The _includes directory houses bits of code that will be reusable throughout our site. These reusable pieces of code are injected onto whichever page its called in. Working very similarly to php includes. Good includes to have handy are header and footer because they are sections of code that are reused often. We will see how they work in the upcoming section.
The _layouts directory stores templates for our md pages to use. We currently have three built-in templates but we can have as many as want. Lets open up default.html. You can see the file starts as a typical html page would start. Within the html element we see a couple includes. head.html, header.html, and footer.html are being injected into this page. The content is where the generated html of the markdown file using this layout will be placed. If we take a look again at our about.md file, it specifies which layout to use by having the values of page assigned. When Jekyll creates a html page out of this markdown file, it will know to use the page layout and to dump the markdown wherever content is called in the page layout.
The _posts directory will be where we place our blog post! If we open the template blog post that comes with a new Jekyll project we will notice it works similar to how the about.md works. The front matter now contains title, date, and categories. These are useful variables that enhance your posts. By default this post is using the post layout. If we look at the post.html layout within the _layouts directory the template is setup to layout our content within the div with a class of post_content. Also notice the chunk of ruby code within the post. This is placed to show an example of how to write code examples within your code.
If you haven’t worked with sass I suggest you take a look at my previous post where I can into detail how to use Sass. At a high level, Sass is a CSS extension that lets you do things regular css wouldn’t do. Jekyll provides you with basic Sass files that style your Jekyll project. You can go into the sass files and start writing some css to make your blog unique.
Now we have arrived to the final directory. _site actually stores your blog as its viewed in a browser. When Jekyll goes through all of your markdown files and posts within the _posts directory it generates html pages for each of them and places them is the _site directory. Lets view our project in a browser. Let go back into our cli and type in jekyll serve. This will create a local server that we can use to view our blog. After running that command Jekyll will spit out a url that you can navigate to. The one it gave me is http://127.0.0.1:4000/ If you open that link in a browser we will see our Jekyll project! This is actually the html pages that are within the _site directory. If you wanted to host this project on a website you would just grab everything within the _site directory and place that in the directory your website starts at.

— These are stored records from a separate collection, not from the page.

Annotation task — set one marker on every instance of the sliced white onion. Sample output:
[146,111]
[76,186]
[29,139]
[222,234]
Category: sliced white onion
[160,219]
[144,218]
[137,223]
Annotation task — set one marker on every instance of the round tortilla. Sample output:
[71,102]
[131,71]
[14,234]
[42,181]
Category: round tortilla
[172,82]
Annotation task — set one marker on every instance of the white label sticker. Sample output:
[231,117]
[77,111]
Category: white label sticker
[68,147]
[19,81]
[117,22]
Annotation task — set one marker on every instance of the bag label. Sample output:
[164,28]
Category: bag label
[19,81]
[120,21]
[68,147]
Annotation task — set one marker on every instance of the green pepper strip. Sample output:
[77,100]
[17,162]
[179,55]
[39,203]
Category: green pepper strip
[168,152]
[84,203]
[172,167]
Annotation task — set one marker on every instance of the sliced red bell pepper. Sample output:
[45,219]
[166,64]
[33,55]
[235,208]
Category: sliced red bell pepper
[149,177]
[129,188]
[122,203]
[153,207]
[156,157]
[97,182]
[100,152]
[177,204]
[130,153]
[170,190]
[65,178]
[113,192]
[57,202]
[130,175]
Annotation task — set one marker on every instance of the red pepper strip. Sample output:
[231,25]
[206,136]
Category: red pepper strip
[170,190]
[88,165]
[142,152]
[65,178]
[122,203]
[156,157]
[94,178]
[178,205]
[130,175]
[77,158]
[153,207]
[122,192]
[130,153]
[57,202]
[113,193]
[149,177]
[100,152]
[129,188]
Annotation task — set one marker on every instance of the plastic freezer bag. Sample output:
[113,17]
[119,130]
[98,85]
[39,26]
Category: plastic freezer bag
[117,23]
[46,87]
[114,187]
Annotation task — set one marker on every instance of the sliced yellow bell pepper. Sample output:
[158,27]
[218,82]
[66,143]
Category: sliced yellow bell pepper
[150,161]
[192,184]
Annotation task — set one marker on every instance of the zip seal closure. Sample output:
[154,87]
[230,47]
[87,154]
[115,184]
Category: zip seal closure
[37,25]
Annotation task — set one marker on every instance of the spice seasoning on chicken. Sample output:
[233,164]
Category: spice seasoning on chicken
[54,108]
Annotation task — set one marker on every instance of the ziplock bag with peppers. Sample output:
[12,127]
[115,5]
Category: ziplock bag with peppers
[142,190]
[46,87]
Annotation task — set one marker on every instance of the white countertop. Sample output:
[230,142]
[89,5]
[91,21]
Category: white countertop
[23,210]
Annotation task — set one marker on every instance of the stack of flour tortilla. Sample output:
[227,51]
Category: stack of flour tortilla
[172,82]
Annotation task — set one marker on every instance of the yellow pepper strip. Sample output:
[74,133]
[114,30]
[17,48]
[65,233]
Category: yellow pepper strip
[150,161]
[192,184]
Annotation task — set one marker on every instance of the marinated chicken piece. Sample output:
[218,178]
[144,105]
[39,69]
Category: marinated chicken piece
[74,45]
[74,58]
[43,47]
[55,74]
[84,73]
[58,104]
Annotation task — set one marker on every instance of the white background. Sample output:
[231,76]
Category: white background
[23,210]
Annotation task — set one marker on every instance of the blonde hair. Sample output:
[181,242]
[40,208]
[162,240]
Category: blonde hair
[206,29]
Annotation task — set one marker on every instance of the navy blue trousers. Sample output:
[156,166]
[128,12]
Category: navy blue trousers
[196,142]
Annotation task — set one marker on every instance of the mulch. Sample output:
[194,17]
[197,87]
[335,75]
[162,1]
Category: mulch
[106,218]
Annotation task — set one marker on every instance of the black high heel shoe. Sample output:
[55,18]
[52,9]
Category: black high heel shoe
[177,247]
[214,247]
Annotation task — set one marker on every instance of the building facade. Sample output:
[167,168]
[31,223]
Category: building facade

There might be a lot of new terms and concepts that were introduced to you but the barrier of entry to this type of setup is much smaller than a Wordpress site or a website that uses a bunch of different technologies. A key idea I want to pass with this tutorial is that we don’t need to overcomplicate things. If you have to complete a task, we should look for a way to complete it to the best of our abilities. Once there is a need for certain functionality that is provided by some other type of tech we can try to integrate it then but not anytime sooner.